For a while, I lay back and watched some ambling giraffe and thought about the words of the Maasai elder whom I had met the evening before. I turned to Chris, our driver, and told him how the Maasai believed that the red God, Engai Na-nyokie, was responsible for the relentless sun.

"Maybe he’s responsible for our thirsts and the fact we have no more bottles of Kenyan Tusker lager left as well!" he laughed.

"No, that’s the fault of the black queen, because if she hadn’t shifted the border, we’d still be able to get more supplies!" I replied.

Chris came from outside Melbourne, raised on the sloping vineyards of the Yarra Valley, and had adapted well to life in Africa. He knew the local language and the customs of the tribes living on the savannah. As the journey progressed, I found that I valued both his friendship and opinion and knew that although he had only lived in Kenya for less than two years, he respected Africa and it’s traditions. Like many of his countrymen, he was a born storyteller, well versed in the works of Hemmingway and he knew all the tales about the mountain. He was acquainted with the history of the Maasai and told me how the tribe was divided and dispersed when their last great laibon (spiritual leader), M'Batian died. This leader had predicted the coming of the white man by using an analogy about a flock of large white birds arriving at the coastline. He predicted that a great winding snake would reach in from the coastline, which would eventually lead to the destruction of most of the Maasai tribe. Chris’s girlfriend, Karen, also came from Victoria, but hankered to get back to the tree lined avenues of the capital and take one of those green and yellow street trams to another destiny. They both respected the passion their partner had for travelling but both promised this trip would be their last, having seen many of their fellow travellers die from cerebral malaria or septicaemia.

By late afternoon we reached Moshi, a small coffee town of the Chagga that shelters on the rainy southern foothills of Mount Kilimanjaro. The town was the last stop on the Great Northern railroad, a colonial lifeline that once connected the African interior to the coastline. The Germans built the line near the turn of the twentieth century, but had destroyed it again when they were forced to retreat from Tanzania at the end of the First World War. Chris told me that the railroad was widely believed by many of the Maasai tribe, to be the great snake that would come from the coastline to fulfil M’Batain’s predictions.
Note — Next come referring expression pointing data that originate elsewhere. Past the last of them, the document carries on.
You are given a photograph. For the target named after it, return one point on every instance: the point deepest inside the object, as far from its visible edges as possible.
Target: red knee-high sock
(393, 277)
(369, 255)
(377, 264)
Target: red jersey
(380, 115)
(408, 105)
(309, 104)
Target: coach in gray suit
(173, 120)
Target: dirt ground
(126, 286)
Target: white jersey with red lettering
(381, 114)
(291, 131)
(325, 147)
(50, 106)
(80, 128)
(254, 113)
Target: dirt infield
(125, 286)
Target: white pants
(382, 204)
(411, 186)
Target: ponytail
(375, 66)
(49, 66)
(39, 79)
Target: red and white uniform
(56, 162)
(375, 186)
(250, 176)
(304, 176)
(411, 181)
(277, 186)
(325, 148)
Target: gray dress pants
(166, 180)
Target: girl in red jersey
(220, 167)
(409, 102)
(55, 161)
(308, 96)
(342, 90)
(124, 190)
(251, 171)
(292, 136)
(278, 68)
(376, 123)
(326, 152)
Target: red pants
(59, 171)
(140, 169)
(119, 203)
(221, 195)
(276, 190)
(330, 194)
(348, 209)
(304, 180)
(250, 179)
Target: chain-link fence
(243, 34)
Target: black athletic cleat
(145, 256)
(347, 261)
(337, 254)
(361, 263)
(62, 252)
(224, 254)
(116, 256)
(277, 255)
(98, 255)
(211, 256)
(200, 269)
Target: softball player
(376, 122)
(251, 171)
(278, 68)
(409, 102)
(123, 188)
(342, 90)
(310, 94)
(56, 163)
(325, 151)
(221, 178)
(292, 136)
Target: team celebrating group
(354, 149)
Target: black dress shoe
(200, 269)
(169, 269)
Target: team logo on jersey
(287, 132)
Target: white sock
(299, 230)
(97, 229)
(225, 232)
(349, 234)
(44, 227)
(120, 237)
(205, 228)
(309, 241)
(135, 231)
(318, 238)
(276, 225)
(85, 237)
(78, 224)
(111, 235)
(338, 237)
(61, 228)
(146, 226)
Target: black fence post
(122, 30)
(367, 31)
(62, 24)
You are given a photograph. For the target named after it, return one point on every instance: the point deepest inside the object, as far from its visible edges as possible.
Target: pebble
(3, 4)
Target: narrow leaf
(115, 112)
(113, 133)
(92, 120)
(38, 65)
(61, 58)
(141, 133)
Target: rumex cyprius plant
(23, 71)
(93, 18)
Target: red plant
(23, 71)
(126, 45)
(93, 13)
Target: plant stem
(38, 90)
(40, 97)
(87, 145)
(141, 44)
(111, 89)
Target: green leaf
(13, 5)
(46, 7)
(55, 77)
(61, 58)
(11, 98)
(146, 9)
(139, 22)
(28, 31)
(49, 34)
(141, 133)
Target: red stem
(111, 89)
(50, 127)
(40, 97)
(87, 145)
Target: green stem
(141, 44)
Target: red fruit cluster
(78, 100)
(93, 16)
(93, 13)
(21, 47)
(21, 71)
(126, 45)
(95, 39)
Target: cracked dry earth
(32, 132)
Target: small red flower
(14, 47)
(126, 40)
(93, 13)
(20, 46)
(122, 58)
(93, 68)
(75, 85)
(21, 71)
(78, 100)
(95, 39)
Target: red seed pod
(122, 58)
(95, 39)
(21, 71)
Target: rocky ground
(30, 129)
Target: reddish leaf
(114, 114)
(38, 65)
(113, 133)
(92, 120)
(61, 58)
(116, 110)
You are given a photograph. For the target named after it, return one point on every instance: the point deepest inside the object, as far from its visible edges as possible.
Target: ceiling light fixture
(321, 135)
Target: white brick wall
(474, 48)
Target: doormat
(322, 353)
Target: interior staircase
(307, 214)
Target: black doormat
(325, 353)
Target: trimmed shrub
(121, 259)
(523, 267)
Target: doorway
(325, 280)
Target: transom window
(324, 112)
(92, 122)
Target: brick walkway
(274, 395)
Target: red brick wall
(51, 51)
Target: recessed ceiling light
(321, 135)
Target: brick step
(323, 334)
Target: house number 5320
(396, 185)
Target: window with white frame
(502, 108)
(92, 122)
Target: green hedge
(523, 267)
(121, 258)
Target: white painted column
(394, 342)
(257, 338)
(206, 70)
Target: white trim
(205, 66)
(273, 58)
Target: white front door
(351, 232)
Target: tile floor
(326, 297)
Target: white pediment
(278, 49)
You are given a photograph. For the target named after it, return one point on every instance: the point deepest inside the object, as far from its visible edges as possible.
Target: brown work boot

For a while we sat by the rail line, as he told me how it had been guarded in the Great War by a native Schutztruppe force under the command of a Prussian called General von Lettow. Totally outnumbered in troops, he pursued a guerrilla campaign, which successfully tied up 250,000 British forces until events in Europe overtook those in Africa. Chris said that before the war, Von Lettow had flirted with the young Karen Blixen and gave her an autographed picture of himself, which she used as insurance in case the Schutztruppe captured her, transporting ox-wagons to the frontier laden with weapons for the British East African Rifles. Chris told me that it was felt that Karen's gastric pain was the result of mercury poisoning, the only treatment available in Nairobi in 1915, when her syphilis was first diagnosed. I knew that some of her symptoms could be attributed to her chronic use of arsenic while she was in Africa.

I told him that many doctors felt that she may never have had the disease, but she stated this publicly because she felt it was a condition that afflicted heroes and poets, and it suited her intentions for creating her own personal legend. The wind rose again and I remembered the words that she had written when she was leaving her farm in Ngong Hills for the last time.

"If I know a song of Africa, of the giraffe and the African new moon lying on her back, of the plows in the fields and the sweaty faces of the coffee pickers, does Africa know a song of me?" " Will the air over the plain quiver with a colour that I have had on, or the full moon throw a shadow over the gravel of the drive that was like me, or will the eagles of the Ngong Hills look out for me?"

I looked again at the burning landscape, watching as a herd of elephant moved under the shade of some trees and realised that we were all just travellers passing through this land, this magical land of Africa.